Ausführliche Tipps zum Schnorchel ausblasen

 

Maske ausblasen:
Dringt in die Maske Wasser ein, so kann diese mit speziellen Schnorcheltechniken auch unter Wasser ausgeblasen werden.

Der Kopf ist nach hinten gebeugt. Der untere Bereich der Maske wird sowohl mit den Daumen als auch mit dem Zeigefinger der rechten und linken Hand wenige Millimeter angehoben. Nun muss durch die Nase in die Maske geblasen werden.

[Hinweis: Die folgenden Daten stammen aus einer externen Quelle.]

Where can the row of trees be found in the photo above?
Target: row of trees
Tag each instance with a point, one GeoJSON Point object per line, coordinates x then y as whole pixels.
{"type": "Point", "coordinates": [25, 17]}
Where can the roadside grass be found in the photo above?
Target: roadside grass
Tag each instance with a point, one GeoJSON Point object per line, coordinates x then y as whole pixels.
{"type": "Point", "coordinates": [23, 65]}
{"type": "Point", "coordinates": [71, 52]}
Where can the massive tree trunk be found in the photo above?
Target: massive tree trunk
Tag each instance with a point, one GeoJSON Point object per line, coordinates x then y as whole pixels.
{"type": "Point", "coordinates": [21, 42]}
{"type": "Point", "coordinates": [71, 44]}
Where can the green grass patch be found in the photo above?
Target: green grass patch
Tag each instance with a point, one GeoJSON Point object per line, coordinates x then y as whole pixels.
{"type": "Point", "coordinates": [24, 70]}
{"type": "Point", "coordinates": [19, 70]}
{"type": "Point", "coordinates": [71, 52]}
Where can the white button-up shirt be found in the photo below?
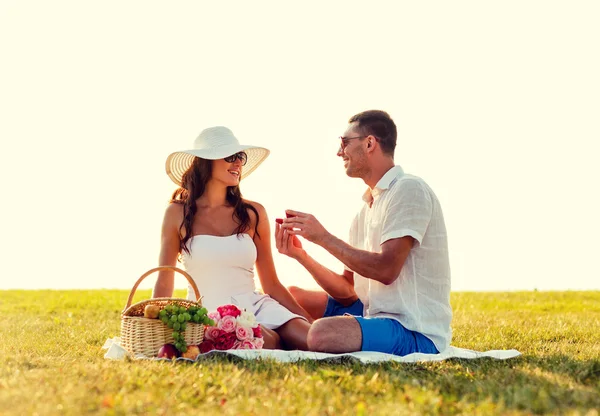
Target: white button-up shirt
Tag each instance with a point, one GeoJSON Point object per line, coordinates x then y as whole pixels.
{"type": "Point", "coordinates": [404, 205]}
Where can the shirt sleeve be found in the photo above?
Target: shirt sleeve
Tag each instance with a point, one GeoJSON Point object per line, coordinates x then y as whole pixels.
{"type": "Point", "coordinates": [352, 237]}
{"type": "Point", "coordinates": [409, 211]}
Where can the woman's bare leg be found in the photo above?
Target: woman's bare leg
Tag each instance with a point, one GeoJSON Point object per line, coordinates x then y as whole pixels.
{"type": "Point", "coordinates": [313, 301]}
{"type": "Point", "coordinates": [294, 334]}
{"type": "Point", "coordinates": [271, 338]}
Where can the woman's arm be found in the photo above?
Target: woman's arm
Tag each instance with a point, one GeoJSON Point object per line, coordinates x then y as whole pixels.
{"type": "Point", "coordinates": [169, 249]}
{"type": "Point", "coordinates": [266, 268]}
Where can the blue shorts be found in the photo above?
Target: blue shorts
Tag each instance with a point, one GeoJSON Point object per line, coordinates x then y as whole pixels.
{"type": "Point", "coordinates": [382, 334]}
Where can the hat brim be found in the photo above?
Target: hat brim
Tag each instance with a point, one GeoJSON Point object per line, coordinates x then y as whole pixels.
{"type": "Point", "coordinates": [179, 162]}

Die ausströmende Luft verdrängt das eingedrungene Wasser aus dem Innenraum der Maske. Es muss so lange durch die Nase geatmet werden, bis die Maske wieder perfekt anliegt.

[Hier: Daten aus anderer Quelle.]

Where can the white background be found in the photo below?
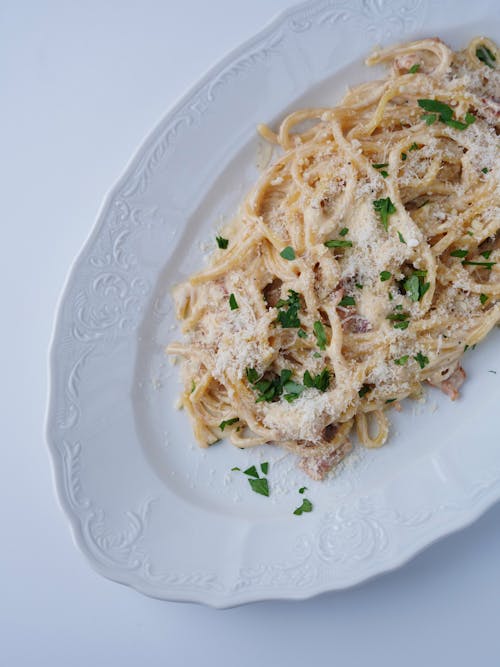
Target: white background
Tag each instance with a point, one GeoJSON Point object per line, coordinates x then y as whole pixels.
{"type": "Point", "coordinates": [81, 84]}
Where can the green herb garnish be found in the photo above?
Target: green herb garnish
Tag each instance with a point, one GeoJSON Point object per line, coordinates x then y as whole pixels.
{"type": "Point", "coordinates": [384, 207]}
{"type": "Point", "coordinates": [228, 422]}
{"type": "Point", "coordinates": [347, 301]}
{"type": "Point", "coordinates": [259, 486]}
{"type": "Point", "coordinates": [486, 56]}
{"type": "Point", "coordinates": [319, 332]}
{"type": "Point", "coordinates": [288, 253]}
{"type": "Point", "coordinates": [320, 381]}
{"type": "Point", "coordinates": [305, 507]}
{"type": "Point", "coordinates": [222, 243]}
{"type": "Point", "coordinates": [337, 243]}
{"type": "Point", "coordinates": [364, 390]}
{"type": "Point", "coordinates": [444, 113]}
{"type": "Point", "coordinates": [486, 265]}
{"type": "Point", "coordinates": [421, 360]}
{"type": "Point", "coordinates": [288, 318]}
{"type": "Point", "coordinates": [415, 287]}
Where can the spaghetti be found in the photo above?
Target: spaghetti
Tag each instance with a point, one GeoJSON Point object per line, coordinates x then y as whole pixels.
{"type": "Point", "coordinates": [363, 263]}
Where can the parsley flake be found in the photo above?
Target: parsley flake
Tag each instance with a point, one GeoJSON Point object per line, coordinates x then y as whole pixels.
{"type": "Point", "coordinates": [288, 318]}
{"type": "Point", "coordinates": [305, 507]}
{"type": "Point", "coordinates": [288, 253]}
{"type": "Point", "coordinates": [384, 207]}
{"type": "Point", "coordinates": [259, 486]}
{"type": "Point", "coordinates": [338, 243]}
{"type": "Point", "coordinates": [222, 243]}
{"type": "Point", "coordinates": [486, 56]}
{"type": "Point", "coordinates": [321, 382]}
{"type": "Point", "coordinates": [347, 301]}
{"type": "Point", "coordinates": [421, 360]}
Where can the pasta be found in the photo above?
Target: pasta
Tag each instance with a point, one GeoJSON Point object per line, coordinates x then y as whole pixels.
{"type": "Point", "coordinates": [364, 262]}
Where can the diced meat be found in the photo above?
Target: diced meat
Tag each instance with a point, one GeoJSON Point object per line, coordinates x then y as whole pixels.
{"type": "Point", "coordinates": [317, 466]}
{"type": "Point", "coordinates": [452, 384]}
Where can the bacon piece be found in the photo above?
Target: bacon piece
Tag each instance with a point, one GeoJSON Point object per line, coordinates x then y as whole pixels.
{"type": "Point", "coordinates": [317, 466]}
{"type": "Point", "coordinates": [452, 384]}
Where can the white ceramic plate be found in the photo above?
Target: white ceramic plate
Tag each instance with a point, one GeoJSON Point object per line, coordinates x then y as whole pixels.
{"type": "Point", "coordinates": [147, 506]}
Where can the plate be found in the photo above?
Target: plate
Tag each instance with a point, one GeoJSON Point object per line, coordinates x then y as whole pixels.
{"type": "Point", "coordinates": [147, 506]}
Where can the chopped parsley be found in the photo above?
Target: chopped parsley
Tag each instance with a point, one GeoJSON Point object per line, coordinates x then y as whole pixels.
{"type": "Point", "coordinates": [421, 360]}
{"type": "Point", "coordinates": [288, 318]}
{"type": "Point", "coordinates": [320, 381]}
{"type": "Point", "coordinates": [288, 253]}
{"type": "Point", "coordinates": [270, 389]}
{"type": "Point", "coordinates": [415, 286]}
{"type": "Point", "coordinates": [338, 243]}
{"type": "Point", "coordinates": [380, 166]}
{"type": "Point", "coordinates": [347, 301]}
{"type": "Point", "coordinates": [459, 253]}
{"type": "Point", "coordinates": [364, 390]}
{"type": "Point", "coordinates": [486, 265]}
{"type": "Point", "coordinates": [444, 113]}
{"type": "Point", "coordinates": [319, 332]}
{"type": "Point", "coordinates": [222, 243]}
{"type": "Point", "coordinates": [293, 390]}
{"type": "Point", "coordinates": [259, 486]}
{"type": "Point", "coordinates": [305, 507]}
{"type": "Point", "coordinates": [402, 360]}
{"type": "Point", "coordinates": [228, 422]}
{"type": "Point", "coordinates": [486, 56]}
{"type": "Point", "coordinates": [384, 207]}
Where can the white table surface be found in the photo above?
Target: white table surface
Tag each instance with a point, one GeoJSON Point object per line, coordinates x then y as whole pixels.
{"type": "Point", "coordinates": [82, 83]}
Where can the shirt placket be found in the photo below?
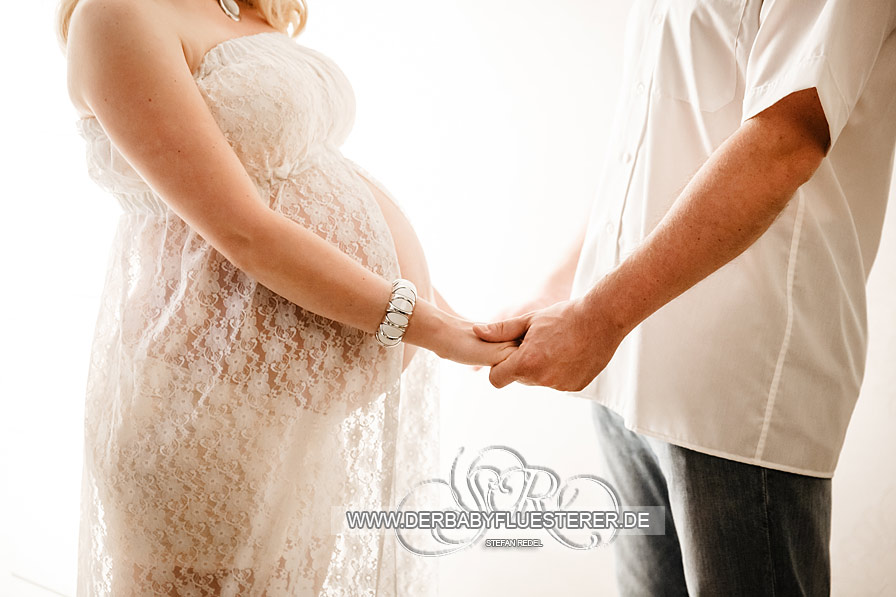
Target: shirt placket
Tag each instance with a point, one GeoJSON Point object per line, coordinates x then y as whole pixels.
{"type": "Point", "coordinates": [632, 133]}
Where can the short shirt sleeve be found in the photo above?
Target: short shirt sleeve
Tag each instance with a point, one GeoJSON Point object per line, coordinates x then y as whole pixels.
{"type": "Point", "coordinates": [831, 45]}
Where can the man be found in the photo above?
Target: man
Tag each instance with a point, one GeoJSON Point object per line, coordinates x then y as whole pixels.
{"type": "Point", "coordinates": [720, 329]}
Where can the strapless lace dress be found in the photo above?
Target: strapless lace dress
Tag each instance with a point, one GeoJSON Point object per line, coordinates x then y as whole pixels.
{"type": "Point", "coordinates": [227, 430]}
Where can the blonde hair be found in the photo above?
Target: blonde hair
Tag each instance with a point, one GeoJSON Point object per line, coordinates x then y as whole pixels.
{"type": "Point", "coordinates": [288, 16]}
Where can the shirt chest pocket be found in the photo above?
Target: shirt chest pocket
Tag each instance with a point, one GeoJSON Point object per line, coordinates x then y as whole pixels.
{"type": "Point", "coordinates": [697, 54]}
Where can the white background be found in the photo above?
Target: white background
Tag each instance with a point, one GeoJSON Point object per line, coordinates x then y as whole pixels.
{"type": "Point", "coordinates": [486, 119]}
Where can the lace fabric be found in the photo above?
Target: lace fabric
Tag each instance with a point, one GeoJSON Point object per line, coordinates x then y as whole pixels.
{"type": "Point", "coordinates": [224, 424]}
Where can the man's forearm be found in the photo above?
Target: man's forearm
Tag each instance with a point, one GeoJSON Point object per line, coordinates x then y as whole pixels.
{"type": "Point", "coordinates": [727, 206]}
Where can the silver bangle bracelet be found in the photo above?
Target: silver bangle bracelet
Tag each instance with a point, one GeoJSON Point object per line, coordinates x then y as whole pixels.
{"type": "Point", "coordinates": [398, 313]}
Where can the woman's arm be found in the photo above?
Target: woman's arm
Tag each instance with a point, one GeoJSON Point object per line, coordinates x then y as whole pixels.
{"type": "Point", "coordinates": [127, 67]}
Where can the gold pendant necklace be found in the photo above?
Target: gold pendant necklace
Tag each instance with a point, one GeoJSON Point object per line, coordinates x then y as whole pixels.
{"type": "Point", "coordinates": [230, 8]}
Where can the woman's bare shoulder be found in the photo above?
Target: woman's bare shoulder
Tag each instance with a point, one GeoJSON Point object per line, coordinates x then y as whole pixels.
{"type": "Point", "coordinates": [107, 36]}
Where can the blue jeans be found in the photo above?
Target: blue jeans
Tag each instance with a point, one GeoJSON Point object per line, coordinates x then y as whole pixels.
{"type": "Point", "coordinates": [731, 528]}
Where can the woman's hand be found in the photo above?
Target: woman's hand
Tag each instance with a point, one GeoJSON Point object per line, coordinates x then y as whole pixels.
{"type": "Point", "coordinates": [462, 345]}
{"type": "Point", "coordinates": [452, 337]}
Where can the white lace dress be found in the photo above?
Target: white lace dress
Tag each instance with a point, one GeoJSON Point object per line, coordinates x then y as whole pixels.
{"type": "Point", "coordinates": [226, 428]}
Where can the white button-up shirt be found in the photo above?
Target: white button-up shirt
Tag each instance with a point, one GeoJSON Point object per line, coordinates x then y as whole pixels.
{"type": "Point", "coordinates": [762, 361]}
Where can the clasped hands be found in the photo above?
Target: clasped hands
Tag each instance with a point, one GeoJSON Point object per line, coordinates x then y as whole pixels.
{"type": "Point", "coordinates": [563, 345]}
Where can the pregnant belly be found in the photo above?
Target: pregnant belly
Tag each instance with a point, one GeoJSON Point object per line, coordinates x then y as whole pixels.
{"type": "Point", "coordinates": [411, 260]}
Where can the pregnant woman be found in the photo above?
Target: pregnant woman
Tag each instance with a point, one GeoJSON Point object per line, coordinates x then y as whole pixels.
{"type": "Point", "coordinates": [246, 380]}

Hier geht es zu den Schnorcheltipps für Anfänger

 

Schnorcheln Fisch


Erweiterte Schnorcheltechniken für Profis

 

Maske unter Wasser abnehmen und wieder aufsetzen:
Wer das Ausblasen der Maske beherrscht, kann versuchen, die Maske unter Wasser abzunehmen und wieder aufzusetzen. Das Wasser im Innenraum wird entfernt, indem die Maske zuerst unterhalb um Haasesbreite angehoben und anschließend per Nasenatmung entleert wird. Schlussendlich muss die Maske perfekt positioniert werden.

 

Austarierung:
Um die Meeresbewohner nicht durch ruckartige Bewegungen zu verscheuchen, ist die Austarierung von großer Bedeutung.

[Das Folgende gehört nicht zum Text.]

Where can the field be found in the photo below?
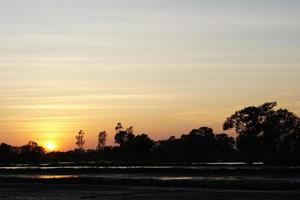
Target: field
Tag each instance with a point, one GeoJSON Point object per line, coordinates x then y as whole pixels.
{"type": "Point", "coordinates": [149, 182]}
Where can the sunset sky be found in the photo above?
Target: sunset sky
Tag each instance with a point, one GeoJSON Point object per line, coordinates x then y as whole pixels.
{"type": "Point", "coordinates": [162, 66]}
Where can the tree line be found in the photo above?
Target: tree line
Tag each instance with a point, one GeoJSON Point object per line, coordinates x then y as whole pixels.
{"type": "Point", "coordinates": [264, 134]}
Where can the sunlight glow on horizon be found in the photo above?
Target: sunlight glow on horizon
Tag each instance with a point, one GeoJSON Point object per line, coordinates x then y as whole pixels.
{"type": "Point", "coordinates": [163, 67]}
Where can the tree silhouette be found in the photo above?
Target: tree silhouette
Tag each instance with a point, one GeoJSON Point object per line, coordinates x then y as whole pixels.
{"type": "Point", "coordinates": [101, 140]}
{"type": "Point", "coordinates": [119, 127]}
{"type": "Point", "coordinates": [266, 134]}
{"type": "Point", "coordinates": [80, 140]}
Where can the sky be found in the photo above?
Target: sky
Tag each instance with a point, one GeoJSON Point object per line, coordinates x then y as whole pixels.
{"type": "Point", "coordinates": [162, 66]}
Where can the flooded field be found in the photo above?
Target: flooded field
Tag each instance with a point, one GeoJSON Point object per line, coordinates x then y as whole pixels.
{"type": "Point", "coordinates": [208, 181]}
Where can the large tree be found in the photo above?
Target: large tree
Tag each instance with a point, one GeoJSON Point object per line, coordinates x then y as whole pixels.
{"type": "Point", "coordinates": [265, 133]}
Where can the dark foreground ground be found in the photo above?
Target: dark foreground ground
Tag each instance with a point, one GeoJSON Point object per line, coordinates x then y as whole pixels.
{"type": "Point", "coordinates": [115, 192]}
{"type": "Point", "coordinates": [147, 183]}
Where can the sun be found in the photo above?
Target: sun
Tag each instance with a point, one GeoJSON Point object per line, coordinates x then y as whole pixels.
{"type": "Point", "coordinates": [50, 146]}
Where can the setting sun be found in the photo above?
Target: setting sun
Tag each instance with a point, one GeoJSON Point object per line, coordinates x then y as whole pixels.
{"type": "Point", "coordinates": [50, 146]}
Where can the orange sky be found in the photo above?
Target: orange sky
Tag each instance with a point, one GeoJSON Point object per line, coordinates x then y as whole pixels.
{"type": "Point", "coordinates": [164, 67]}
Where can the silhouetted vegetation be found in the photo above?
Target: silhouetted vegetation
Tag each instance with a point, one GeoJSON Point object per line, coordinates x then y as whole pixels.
{"type": "Point", "coordinates": [263, 134]}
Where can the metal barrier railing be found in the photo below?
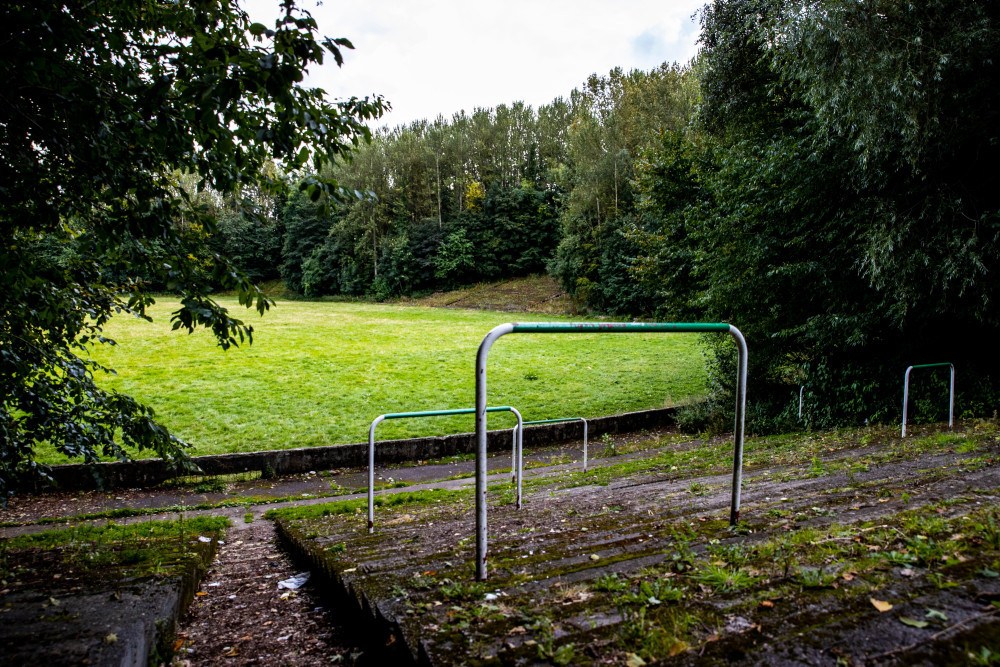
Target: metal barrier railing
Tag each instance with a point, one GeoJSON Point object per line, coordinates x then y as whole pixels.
{"type": "Point", "coordinates": [561, 420]}
{"type": "Point", "coordinates": [598, 327]}
{"type": "Point", "coordinates": [951, 392]}
{"type": "Point", "coordinates": [517, 459]}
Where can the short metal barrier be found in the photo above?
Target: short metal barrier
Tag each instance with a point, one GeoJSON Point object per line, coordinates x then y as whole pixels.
{"type": "Point", "coordinates": [516, 463]}
{"type": "Point", "coordinates": [561, 420]}
{"type": "Point", "coordinates": [597, 327]}
{"type": "Point", "coordinates": [951, 392]}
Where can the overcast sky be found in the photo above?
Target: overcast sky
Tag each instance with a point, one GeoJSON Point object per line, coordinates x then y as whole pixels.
{"type": "Point", "coordinates": [430, 57]}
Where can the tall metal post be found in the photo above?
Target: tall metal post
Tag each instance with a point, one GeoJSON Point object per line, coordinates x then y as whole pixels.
{"type": "Point", "coordinates": [596, 327]}
{"type": "Point", "coordinates": [951, 392]}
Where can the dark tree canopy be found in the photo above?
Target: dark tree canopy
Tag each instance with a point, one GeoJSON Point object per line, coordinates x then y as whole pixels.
{"type": "Point", "coordinates": [105, 105]}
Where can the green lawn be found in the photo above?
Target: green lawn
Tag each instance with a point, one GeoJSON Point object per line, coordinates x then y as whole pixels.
{"type": "Point", "coordinates": [318, 373]}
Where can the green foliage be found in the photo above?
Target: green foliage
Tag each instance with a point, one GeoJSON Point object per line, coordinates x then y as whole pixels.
{"type": "Point", "coordinates": [107, 105]}
{"type": "Point", "coordinates": [832, 204]}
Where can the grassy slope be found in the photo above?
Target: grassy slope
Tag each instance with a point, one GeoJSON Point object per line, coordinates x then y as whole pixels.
{"type": "Point", "coordinates": [318, 373]}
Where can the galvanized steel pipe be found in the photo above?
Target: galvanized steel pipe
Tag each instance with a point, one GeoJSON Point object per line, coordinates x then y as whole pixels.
{"type": "Point", "coordinates": [596, 327]}
{"type": "Point", "coordinates": [951, 392]}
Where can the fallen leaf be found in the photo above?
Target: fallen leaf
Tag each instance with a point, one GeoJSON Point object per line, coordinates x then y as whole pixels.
{"type": "Point", "coordinates": [936, 615]}
{"type": "Point", "coordinates": [881, 605]}
{"type": "Point", "coordinates": [632, 660]}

Hierfür nimmt man eine komfortable Brustlage ein. Beim Austarieren ist es wichtig zu wissen, wie sich der Körper beim Ein- und Ausatmen bewegt. Die Körperposition wird von der Atmungsvariante bestimmt.
Beim Erkunden der Unterwasserwelt sollte man langsam und ruhig atmen, da zu heftige Atemgeräusche die Fische aufschrecken können.

 

Flossenschlag:
Beim Schnorcheln mit Flossen werden die Beine wie beim Kraulen bewegt. Es ist darauf zu achten, dass die Knie entweder durchgestreckt oder nur äußerst gering gebeugt sind. Die einzelnen Flossenschläge sollten sowohl langsam als auch ruhig und fließend ausgeführt werden.

Ruckartige Bewegungen gilt es zu vermeiden.

 

Körperhaltung:
Wer Auge in Auge mit den Meeresbewohnern schnorcheln möchte, der sollte auf die richtige Körperhaltung achten. Die Hände werden entweder unterhalb des Brustkorbs leicht verschränkt oder sie werden seitlich ausgestreckt an den Körper gelegt.

Möchte man beim Schnorcheln die Richtung ändern, so wird der Körper entweder nach rechts oder nach links um die Hüfte gedreht. Parallel zu dieser Körperdrehung müssen die Flossen in die Wunschrichtung gebracht werden.

 

Abtauchen und Auftauchen:
Entscheidend ist die Beherrschung des Druckausgleichs, da das Wasser mit einem Bar pro 10 Meter gegen unseren Körper drückt.

Auch ohne Sauerstoffflasche kann man mit der richtigen Technik einige Meter tief tauchen.
Wer Luft sparend abtauchen möchte, legt sich in Bauchlage ausgestreckt auf das Wasser. Nach mehreren ruhigen Atemzügen erfolgt ein tiefer Atemzug. Der Oberkörper bewegt sich senkrecht nach unten. Die Beine werden im Anschluss um 90 Grad nach oben gestreckt.
Der Körper befindet sich nun senkrecht in Wasser und nun muss der Druckausgleich erfolgen.
Der Druckausgleich sollte alle halben Meter bis Meter ausgeführt werden, um dem Platzen von kleinen Adern zu verhindern.

Um dem Platzen des Trommelfells vorzubeugen, sollte man regelmäßig die Nase zuhalten und dabei ganz leicht ausatmen.Wichtig ist, dass noch Restluft für das Auftauchen vorhanden ist. Die verbleibende Luft wird benötigt, um beim Auftauchen den Schnorchel mit einem kräftigen Luftstoß zu entleeren.

 

Apnoetauchen:
Die ursprünglichste Variante des Tauchens dient nicht nur dem Freizeitvergnügen. Apnoetauchen ist in zahlreichen Ländern hilfreich, um unter Wasser zu jagen. Apnoetaucher erkunden die Tiefen des Meeres ohne Sauerstoffflaschen und mit nur einem einzigen Atemzug.

 

Wer die erweiterten Schnorcheltechniken für Profis beherrscht, steigert den Schnorchelspaß enorm. Verschmelzen Sie mit Ihrer Umgebung und fügen Sie sich von Zeit zu Zeit immer unauffälliger in die Unterwasserwelt ein, um beeindruckende Begegnungen mit den Meeresbewohnern zu erleben.